I am a bit surprised that we ignore the error here.

Hmm, it likely works in this patch because the legacy code would still
flush the console when con->thread is not assigned.

But it would stop working later when the legacy loop is disabled
by the global @printk_threads_enabled variable.


> +	}
> +

Thinking loudly:

The kthread is running and started processing messages at this moment.
But con->kthraed is not set yet.

All this is done under @console_list_lock. It only guarantees that
the struct console would not disappear while some code access it under
console_srcu_read_lock().

The value is used in console_flush_all() and in nbcon_device_release()
to decide whether to flush the console directly or not.

I first though that console_flush_all() and nbcon_device_release()
could flush the messages using write_atomic() in parallel with
the kthread and it might create the race with NBCON_PRIO_NORMAL
context ownership.

But both calls will ignore this console until it is added into
@console_list which is done later under con->device_lock().

Not to say that:

  + console_flush_all() acquires the nbcon context with interrupts
    disabled => race prevented

  + nbcon_device_release() acquires the nbcon context under device
    lock => serialized with the kthread

So we are on the safe side (double guaranteed). Well, it took me quite
some time to realize this. It might be worth a comment.

<proposal>
	/*
	 * Some users check con->kthread to decide whether to flush
	 * the messages directly using con->write_atomic(). Note that
	 * possible races with the kthread are double prevented.
	 *
	 * First, the users ignore this console until it is added into
	 * @console_list which is done under con->device_lock().
	 * Second, the calls would be additionaly serialized by acquiring
	 * the console context.
	 */
</proposal>
> +	con->kthread = kt;
> +
> +	/*
> +	 * It is important that console printing threads are scheduled
> +	 * shortly after a printk call and with generous runtime budgets.
> +	 */
> +	sched_set_normal(con->kthread, -20);

I would prefer to move this into a separate patch. I feel that it
might be kind of controversial and subject to a change in the future.
We should not hide this "tiny" detail in this mega patch ;-)

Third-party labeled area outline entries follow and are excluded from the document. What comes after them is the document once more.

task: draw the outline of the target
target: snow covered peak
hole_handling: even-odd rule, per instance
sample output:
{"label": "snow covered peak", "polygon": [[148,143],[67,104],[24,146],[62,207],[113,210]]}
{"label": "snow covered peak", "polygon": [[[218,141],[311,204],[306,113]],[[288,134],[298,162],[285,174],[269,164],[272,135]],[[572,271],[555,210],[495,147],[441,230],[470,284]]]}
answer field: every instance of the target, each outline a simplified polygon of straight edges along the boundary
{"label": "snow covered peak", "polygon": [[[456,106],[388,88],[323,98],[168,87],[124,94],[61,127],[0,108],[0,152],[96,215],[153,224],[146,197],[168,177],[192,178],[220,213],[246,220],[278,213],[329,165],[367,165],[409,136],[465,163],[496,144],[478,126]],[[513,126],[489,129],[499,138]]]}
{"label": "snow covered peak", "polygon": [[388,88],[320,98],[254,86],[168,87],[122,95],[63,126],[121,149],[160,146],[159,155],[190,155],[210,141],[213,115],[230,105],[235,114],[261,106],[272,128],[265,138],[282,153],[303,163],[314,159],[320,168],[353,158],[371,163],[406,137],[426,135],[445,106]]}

That said, the low "nice" value makes perfect sense to me.
And I makes me feel comfortable.

> +}
> +
>  /**
>   * nbcon_alloc - Allocate buffers needed by the nbcon console
>   * @con:	Console to allocate buffers for
> @@ -1458,6 +1639,7 @@ void nbcon_device_release(struct console *con)
>  	 */
>  	cookie = console_srcu_read_lock();
>  	if (console_is_usable(con, console_srcu_read_flags(con)) &&
> +	    !con->kthread &&

This would deserve updating the comment like in nbcon_atomic_flush_pending_con().

>  	    prb_read_valid(prb, nbcon_seq_read(con), NULL)) {
>  		__nbcon_atomic_flush_pending_con(con, prb_next_reserve_seq(prb), false);
>  	}

Best Regards,
Petr